Finalement, notre hypothèse d’un effet plus prégnant des caractéristiques professionnelles et contextuelles que des caractéristiques personnelles des enseignants sur leur perception des TIC est en partie validée. En partie seulement, car pour une large part, cette perception demeure inexpliquée dans nos modèles. Il serait alors intéressant d’examiner le rôle d’autres facteurs explicatifs tels que la manière dont les étudiants perçoivent les usages des TIC par les enseignants : on peut en effet supposer que plus les étudiants ont une représentation positive de ces usages, plus cela conforte les enseignants dans une représentation positive de l’efficacité des TIC. De même, une autre piste de recherche vise à davantage se pencher sur la formation des enseignants, celle-ci apparaissant dans nos modèles comme non significative : outre le nombre de formations auxquelles ils ont participé, il serait pertinent de questionner les enseignants sur la nature et les apports de ces formations, car on peut supposer que si la formation n’a pas d’effet direct sur la perception des TIC, elle joue sans doute un rôle, quand bien même mineur, sur le sentiment de compétence en TIC. En outre, se pose la question de l’efficacité des usages des technologies par les enseignants, un usage efficace étant lié, comme l’illustrent les modèles d’intégration des TIC, à une réelle appropriation des TIC par les enseignants et à une transformation de la situation pédagogique.

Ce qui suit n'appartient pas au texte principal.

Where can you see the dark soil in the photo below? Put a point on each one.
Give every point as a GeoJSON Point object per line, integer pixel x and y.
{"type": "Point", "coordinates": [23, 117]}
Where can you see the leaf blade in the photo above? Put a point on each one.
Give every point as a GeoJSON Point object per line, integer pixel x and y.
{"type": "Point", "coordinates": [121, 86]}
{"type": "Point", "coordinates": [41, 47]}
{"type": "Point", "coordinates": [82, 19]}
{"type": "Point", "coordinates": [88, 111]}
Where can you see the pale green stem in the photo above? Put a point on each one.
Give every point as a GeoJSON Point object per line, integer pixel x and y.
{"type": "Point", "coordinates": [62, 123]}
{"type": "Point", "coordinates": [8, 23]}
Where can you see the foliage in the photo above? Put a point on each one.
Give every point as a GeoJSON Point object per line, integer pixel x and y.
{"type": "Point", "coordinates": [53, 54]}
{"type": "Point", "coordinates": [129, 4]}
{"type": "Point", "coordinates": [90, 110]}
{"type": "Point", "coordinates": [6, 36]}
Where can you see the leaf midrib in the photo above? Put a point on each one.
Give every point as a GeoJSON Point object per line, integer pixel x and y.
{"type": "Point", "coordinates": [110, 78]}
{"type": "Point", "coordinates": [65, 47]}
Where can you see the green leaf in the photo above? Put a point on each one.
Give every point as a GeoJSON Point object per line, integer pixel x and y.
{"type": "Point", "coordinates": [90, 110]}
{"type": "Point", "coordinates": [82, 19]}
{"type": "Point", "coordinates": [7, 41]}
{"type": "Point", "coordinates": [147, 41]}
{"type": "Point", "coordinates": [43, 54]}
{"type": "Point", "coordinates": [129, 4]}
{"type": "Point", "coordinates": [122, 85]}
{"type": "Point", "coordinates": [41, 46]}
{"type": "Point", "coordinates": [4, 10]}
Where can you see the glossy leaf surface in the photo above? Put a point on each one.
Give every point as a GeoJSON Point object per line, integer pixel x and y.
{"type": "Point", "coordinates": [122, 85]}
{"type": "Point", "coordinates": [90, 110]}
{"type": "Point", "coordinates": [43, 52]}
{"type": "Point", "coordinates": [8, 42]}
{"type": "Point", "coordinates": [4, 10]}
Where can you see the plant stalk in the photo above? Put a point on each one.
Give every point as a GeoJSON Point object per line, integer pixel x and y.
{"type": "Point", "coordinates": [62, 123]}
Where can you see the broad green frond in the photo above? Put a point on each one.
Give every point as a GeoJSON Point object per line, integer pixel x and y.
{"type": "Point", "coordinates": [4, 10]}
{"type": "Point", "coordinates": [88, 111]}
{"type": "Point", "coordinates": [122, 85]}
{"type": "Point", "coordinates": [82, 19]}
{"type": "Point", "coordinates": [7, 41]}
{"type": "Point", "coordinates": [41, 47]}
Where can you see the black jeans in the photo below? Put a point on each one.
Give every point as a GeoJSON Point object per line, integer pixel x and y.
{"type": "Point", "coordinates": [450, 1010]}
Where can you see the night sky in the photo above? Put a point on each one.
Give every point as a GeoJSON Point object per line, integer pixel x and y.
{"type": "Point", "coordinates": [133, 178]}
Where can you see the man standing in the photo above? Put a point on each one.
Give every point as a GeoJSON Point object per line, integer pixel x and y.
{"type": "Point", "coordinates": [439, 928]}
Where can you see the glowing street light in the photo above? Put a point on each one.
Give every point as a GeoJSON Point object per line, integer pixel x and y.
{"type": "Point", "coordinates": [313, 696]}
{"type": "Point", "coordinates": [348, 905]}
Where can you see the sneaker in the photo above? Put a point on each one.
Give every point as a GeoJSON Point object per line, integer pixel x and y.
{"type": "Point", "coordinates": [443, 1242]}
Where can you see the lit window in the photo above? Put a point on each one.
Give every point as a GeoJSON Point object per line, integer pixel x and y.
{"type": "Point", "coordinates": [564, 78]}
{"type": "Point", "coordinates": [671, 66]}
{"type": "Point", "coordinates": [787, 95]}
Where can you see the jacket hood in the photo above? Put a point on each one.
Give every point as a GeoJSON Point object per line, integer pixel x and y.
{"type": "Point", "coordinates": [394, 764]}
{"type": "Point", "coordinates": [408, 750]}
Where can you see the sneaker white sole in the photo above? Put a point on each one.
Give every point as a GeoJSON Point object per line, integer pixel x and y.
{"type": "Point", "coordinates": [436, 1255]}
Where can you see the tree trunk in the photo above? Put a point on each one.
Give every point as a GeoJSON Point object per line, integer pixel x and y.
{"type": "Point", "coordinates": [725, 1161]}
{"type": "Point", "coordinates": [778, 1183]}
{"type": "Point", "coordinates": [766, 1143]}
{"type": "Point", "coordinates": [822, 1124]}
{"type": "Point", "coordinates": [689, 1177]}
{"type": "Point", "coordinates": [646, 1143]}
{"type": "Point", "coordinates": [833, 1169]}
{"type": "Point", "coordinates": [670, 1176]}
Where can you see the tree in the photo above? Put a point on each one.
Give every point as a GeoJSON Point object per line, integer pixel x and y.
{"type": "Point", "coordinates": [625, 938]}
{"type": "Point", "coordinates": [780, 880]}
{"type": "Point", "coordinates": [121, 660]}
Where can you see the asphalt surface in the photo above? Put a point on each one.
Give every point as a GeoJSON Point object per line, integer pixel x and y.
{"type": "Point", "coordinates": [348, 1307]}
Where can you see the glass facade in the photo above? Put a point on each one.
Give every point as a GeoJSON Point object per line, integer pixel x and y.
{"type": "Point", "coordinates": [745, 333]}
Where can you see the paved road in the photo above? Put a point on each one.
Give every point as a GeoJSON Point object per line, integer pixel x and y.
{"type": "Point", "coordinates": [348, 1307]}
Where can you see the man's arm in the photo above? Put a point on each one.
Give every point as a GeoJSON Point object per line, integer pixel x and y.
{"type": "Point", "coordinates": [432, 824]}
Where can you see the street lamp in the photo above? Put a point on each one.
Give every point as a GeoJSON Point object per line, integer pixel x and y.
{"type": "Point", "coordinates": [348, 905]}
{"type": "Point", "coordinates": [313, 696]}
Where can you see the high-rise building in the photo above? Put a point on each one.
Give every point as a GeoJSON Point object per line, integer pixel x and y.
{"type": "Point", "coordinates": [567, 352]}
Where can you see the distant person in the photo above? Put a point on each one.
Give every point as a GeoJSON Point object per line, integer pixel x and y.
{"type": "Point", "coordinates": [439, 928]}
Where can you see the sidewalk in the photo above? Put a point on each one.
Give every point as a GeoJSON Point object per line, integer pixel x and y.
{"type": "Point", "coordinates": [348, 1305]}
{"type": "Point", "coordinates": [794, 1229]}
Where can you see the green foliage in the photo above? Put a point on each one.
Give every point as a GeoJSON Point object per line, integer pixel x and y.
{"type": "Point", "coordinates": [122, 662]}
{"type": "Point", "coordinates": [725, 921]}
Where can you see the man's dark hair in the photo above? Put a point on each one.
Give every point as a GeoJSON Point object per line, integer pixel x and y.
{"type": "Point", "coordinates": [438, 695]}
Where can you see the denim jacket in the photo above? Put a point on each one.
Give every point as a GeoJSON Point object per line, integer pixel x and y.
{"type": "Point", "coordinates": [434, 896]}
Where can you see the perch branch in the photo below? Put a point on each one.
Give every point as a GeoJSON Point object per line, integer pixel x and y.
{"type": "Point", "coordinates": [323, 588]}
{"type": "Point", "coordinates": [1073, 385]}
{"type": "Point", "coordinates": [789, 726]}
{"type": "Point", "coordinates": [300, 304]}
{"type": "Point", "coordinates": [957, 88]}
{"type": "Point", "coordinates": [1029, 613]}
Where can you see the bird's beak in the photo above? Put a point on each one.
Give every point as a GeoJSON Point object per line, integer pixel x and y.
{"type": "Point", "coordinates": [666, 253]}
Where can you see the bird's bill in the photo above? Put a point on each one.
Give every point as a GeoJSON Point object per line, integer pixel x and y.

Certes, la recherche présentée ici comporte certaines limites, notamment en ce qui a trait au terrain d’enquête. Nous ne disposons en effet d’aucune donnée concernant les caractéristiques de l’ensemble des enseignants de l’université investiguée ; il nous est de ce fait difficile de conclure à une réelle représentativité de notre échantillon d’enseignants. Il serait en ce sens intéressant d’interroger un plus large nombre d’enseignants, au sein d’autres universités notamment, afin d’examiner si la perception des TIC des enseignants peut être liée à un effet propre du contexte, ou encore aux politiques des universités en matière de technologie. Le mode de passation du questionnaire ne nous a en outre certainement pas permis d’atteindre les enseignants « technophobes », considérés comme étant les plus réticents aux technologies. La réalisation d’entretiens auprès de ces enseignants pourrait sans doute venir remédier en partie à ce problème. Néanmoins, les résultats présentés ici fournissent certaines pistes de compréhension quant aux mécanismes qui influent sur la perception des TIC par les enseignants. Ils conduisent également à s’interroger sur les usages des TIC et les objectifs pédagogiques assignés à ces usages.